Jones explained he was paying off debt related to motor graders.
Jeff Clymer, an associate of commissioner-elect Everett Piper told the Board of County Commissioners that it had come to his attention that the financial resources of District 1 were being “drained” before Piper could take office.
Piper was present, but did not address the board.
“The retaliation has got to stop,” Clymer said, attempting to characterize Jones’s money move as an act of political aggression. Clymer asked for Jones’s request to be tabled for a couple of weeks, until Piper could take office.

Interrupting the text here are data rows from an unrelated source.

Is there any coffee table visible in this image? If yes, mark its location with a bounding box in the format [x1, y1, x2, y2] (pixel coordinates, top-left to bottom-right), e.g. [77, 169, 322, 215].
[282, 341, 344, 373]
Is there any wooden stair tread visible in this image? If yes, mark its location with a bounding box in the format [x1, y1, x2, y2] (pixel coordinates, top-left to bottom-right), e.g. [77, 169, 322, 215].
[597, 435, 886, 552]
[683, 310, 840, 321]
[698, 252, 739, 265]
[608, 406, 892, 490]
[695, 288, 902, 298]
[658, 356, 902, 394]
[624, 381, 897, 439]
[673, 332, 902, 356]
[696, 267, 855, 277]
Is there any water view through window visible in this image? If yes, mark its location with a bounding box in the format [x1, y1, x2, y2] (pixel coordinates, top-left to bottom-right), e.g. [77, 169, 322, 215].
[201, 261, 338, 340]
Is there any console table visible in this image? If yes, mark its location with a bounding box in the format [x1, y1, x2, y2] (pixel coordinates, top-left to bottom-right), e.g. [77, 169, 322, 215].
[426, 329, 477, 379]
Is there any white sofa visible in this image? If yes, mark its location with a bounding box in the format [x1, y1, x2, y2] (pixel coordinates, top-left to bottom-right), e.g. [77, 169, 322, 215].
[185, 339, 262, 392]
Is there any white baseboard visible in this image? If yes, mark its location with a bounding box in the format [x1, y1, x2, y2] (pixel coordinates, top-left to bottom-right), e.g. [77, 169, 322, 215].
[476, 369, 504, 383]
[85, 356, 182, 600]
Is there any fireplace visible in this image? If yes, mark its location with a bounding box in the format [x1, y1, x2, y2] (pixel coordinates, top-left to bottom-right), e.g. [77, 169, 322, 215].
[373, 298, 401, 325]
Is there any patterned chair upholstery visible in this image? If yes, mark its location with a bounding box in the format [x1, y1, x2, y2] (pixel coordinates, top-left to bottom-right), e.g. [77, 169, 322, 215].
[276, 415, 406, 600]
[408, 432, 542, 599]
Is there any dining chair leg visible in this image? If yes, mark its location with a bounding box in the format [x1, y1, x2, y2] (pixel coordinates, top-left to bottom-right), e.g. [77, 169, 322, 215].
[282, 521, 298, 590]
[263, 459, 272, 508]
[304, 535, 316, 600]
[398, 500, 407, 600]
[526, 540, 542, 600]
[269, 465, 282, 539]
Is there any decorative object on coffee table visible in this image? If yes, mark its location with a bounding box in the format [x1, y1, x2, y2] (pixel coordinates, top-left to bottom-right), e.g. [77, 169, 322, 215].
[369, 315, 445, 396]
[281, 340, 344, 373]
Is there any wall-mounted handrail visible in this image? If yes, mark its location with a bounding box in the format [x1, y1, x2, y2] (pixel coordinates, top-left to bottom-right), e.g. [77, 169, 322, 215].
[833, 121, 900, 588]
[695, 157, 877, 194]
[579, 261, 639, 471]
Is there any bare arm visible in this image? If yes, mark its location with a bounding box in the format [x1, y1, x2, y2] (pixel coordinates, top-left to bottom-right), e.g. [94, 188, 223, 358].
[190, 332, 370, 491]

Jones directly denied Clymer’s allegations regarding account-draining and political retaliation. Jones said he will be required by law to leave at least $500,000 in place for Piper, and that he plans to leave considerably more than that. Jones added that what he intended to do was to eliminate debt before leaving office.
District 2 Commissioner Steve Talburt told Clymer that he understood incoming commissioners would like to have as much money on-hand as possible when taking office, but Talburt defended Jones’s prerogative to wrap up the business of District 1 under his leadership as he saw fit.
The board voted, 3-0, to approve the funds transfer. Jones, Talburt and District 3 Deputy Commissioner Ted Smith supported it.
Talburt took care to speak with a representative of the Journal-Capital afterward and emphasize that he respected Jones’s right to handle District 1 business as he saw fit during the waning days of his term of office.
Jones told the newspaper that when Piper takes office, District 1’s road equipment will be in better shape than it was when he (Jones) took office, and there will not be any legacy of indebtedness. He described his desire to eliminate debt in terms of political conservatism.
“I’m pretty proud of what I’ve done,” Jones said.
District 1’s finances are to be audited by the staff of the Oklahoma State Auditor and Inspector as Jones leaves office. Jones requested the exit audit, and commented Dec. 19 that it was not a required move on his part.
In other business regarding financial management, Jones on Dec. 19 encouraged Talburt and the two incoming county board members – Everett Piper and Charlie Cartwright – to exercise careful oversight of the county’s nutrition program for the elderly.
Jones voted against a funds transfer request by the nutrition program, but the measure passed by a vote of 2-to-1, as Talburt and Smith supported it.